Оказалось, что по адресу, который Харкендер дал Лидиарду, на довольно мрачной улице, засаженной кленами, расположен отдельно стоящий дом, окруженный высокой стеной. Лидиард вылез из экипажа и попросил кучера подождать его. Он приехал один, потому что давно отложенные дела требовали присутствия сэра Эдварда.

Настоящие ворота в стене отсутствовали, была только арка с двойной дверью. Нашелся и колокольчик, в который Лидиард позвонил, но дверь в ответ на его звонок не отворилась — вместо того, распахнулось окошечко на уровне его головы для того, чтобы его могли хорошенько разглядеть изнутри. Он терпеливо перенес этот осмотр, хотя ему и показалось, что пауза, в которой не было никакой необходимости, тянулась слишком долго, пока чей-то голос изнутри не задал ему вопрос:

— Чем я могу вам помочь?

— Я хотел бы видеть брата Зефиринуса, — ответил он. — Мое имя — Дэвид Лидиард, и я имею кое-что рассказать ему относительно смерти одного из членов Ордена.

— Сожалею, — произнес невидимый собеседник, — но это дом, посвященный религии, и мирянам не позволено сюда входить.

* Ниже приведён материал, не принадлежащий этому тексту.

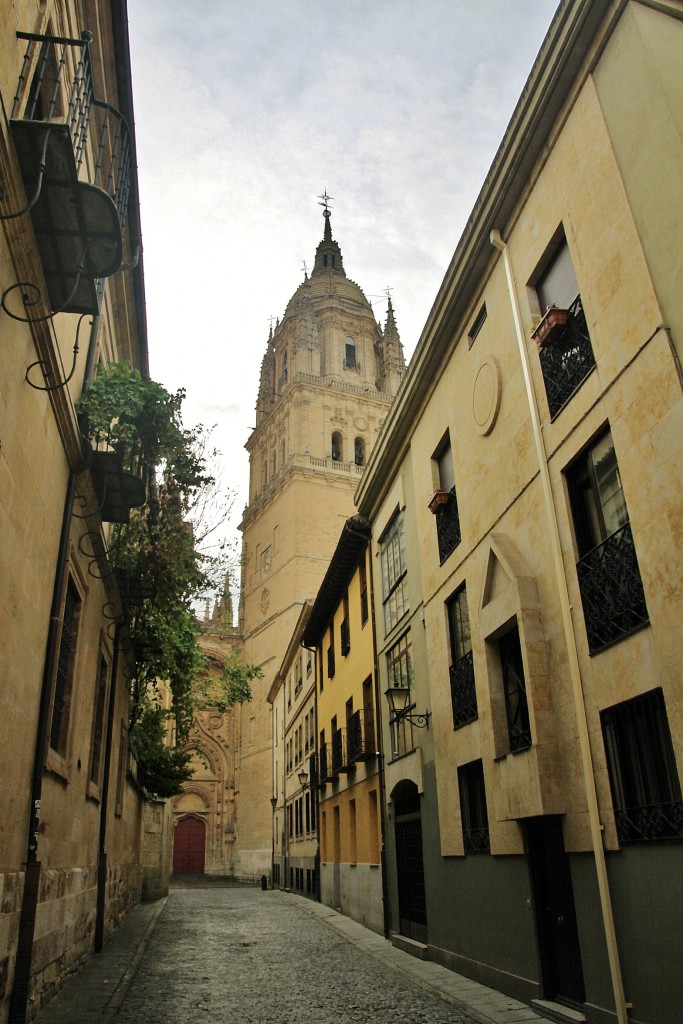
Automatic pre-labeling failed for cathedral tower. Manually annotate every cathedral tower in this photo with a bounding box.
[234,195,405,874]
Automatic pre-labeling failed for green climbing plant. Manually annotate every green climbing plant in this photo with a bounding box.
[78,362,259,798]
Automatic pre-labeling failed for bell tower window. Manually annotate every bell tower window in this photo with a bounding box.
[344,338,360,370]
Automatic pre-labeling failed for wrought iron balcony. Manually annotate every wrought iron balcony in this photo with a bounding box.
[3,32,132,318]
[340,618,351,657]
[429,487,461,562]
[577,523,649,654]
[533,295,595,419]
[449,650,479,729]
[463,828,490,853]
[615,800,683,843]
[348,710,377,761]
[332,729,354,775]
[90,451,146,523]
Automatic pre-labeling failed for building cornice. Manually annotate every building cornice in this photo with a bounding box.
[355,0,629,519]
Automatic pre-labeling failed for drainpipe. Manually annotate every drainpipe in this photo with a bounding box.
[8,313,99,1024]
[95,625,120,953]
[368,541,391,939]
[490,229,628,1024]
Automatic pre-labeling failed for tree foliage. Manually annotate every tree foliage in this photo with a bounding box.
[78,362,258,797]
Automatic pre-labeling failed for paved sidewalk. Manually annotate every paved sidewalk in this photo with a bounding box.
[37,886,547,1024]
[282,893,548,1024]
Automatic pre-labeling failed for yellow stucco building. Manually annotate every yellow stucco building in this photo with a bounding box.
[0,0,154,1022]
[303,516,385,934]
[356,0,683,1024]
[236,203,404,876]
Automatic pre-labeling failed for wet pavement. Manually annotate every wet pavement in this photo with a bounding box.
[38,883,544,1024]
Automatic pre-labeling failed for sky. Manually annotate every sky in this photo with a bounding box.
[128,0,557,561]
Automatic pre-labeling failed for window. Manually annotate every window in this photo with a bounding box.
[565,430,649,654]
[467,302,487,348]
[50,577,81,758]
[458,761,490,853]
[498,625,531,752]
[327,623,335,689]
[386,631,415,758]
[380,513,409,633]
[600,689,683,843]
[90,654,109,786]
[358,554,368,626]
[446,587,478,729]
[344,338,360,370]
[340,592,351,657]
[533,236,595,419]
[429,433,461,564]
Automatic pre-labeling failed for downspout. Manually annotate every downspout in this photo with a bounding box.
[301,643,323,903]
[368,542,391,939]
[95,625,120,953]
[489,228,628,1024]
[8,312,100,1024]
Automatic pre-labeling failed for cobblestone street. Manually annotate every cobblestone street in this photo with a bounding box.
[116,889,472,1024]
[38,886,542,1024]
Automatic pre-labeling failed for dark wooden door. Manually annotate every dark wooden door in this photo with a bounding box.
[173,818,206,874]
[526,816,585,1006]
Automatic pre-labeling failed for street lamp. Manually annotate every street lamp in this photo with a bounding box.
[384,686,431,729]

— Мне известно, что это за дом, и при обычных обстоятельствах я не стал бы просить, нарушать здешние правила, но мне необходимо побеседовать с вашим руководителем. — настаивал Лидиард, — Один из ваших людей погиб при попытке получить информацию, которой теперь располагаю я. Кроме того, у меня есть кое-какие личные вещи этого человека, я хотел бы их вернуть, в том числе кольцо с инициалами О.С. и А. Человек, которому оно принадлежало, называл себя Мэллорном.

— Подождите, — произнес голос с категоричностью, не допускающей возражений.

Окошечко со стуком захлопнулось. Прошло, по крайней мере, три минуты, прежде чем оно опять распахнулось, и снова Лидиарда подвергли внимательному осмотру, хотя на этот раз через короткий промежуток времени в замке повернулся ключ, и дверь отворилась внутрь.

Внутри стояли два человека в монашеских рясах. Один из них был среднего возраста, высокий и тощий — физически того же типа, что сэр Эдвард Таллентайр, второй же был меньше ростом и моложе, блестящие черные волосы обрамляли его тонзуру. Тот, что поменьше ростом, глядел на Лидиарда с неприкрытым подозрением, но высокий выглядел более приветливым.

— Мистер Лидиард, — сказал старший, протягивая руку, — не для пожатия, но скорее для того, чтобы провести гостя через порог, — я аббат этой обители, мое имя, как, я полагаю, вы уже знаете, — Зефиринус.

— Благодарю вас за то, что согласились со мной встретиться, — проговорил Лидиард.

— Это нам следует благодарить вас, — учтиво отвечал Зефиринус. — Мы уже узнали по другим каналам о печальной гибели нашего брата, но подробности о его кончине оставались для нас мучительно неясными. Мы будем благодарны за любую информацию, и вы чрезвычайно добры, возвращая нам принадлежащие ему вещи. Не уверен, не вызову ли я ваше недовольство, если не проведу вас в дом. Но поймите, я нарушил бы правила, если бы принял вас в монастыре, вместо этого я предлагаю, чтобы вы прогулялись со мной по саду, расположенному за домом. Это было бы для нас более приемлемым.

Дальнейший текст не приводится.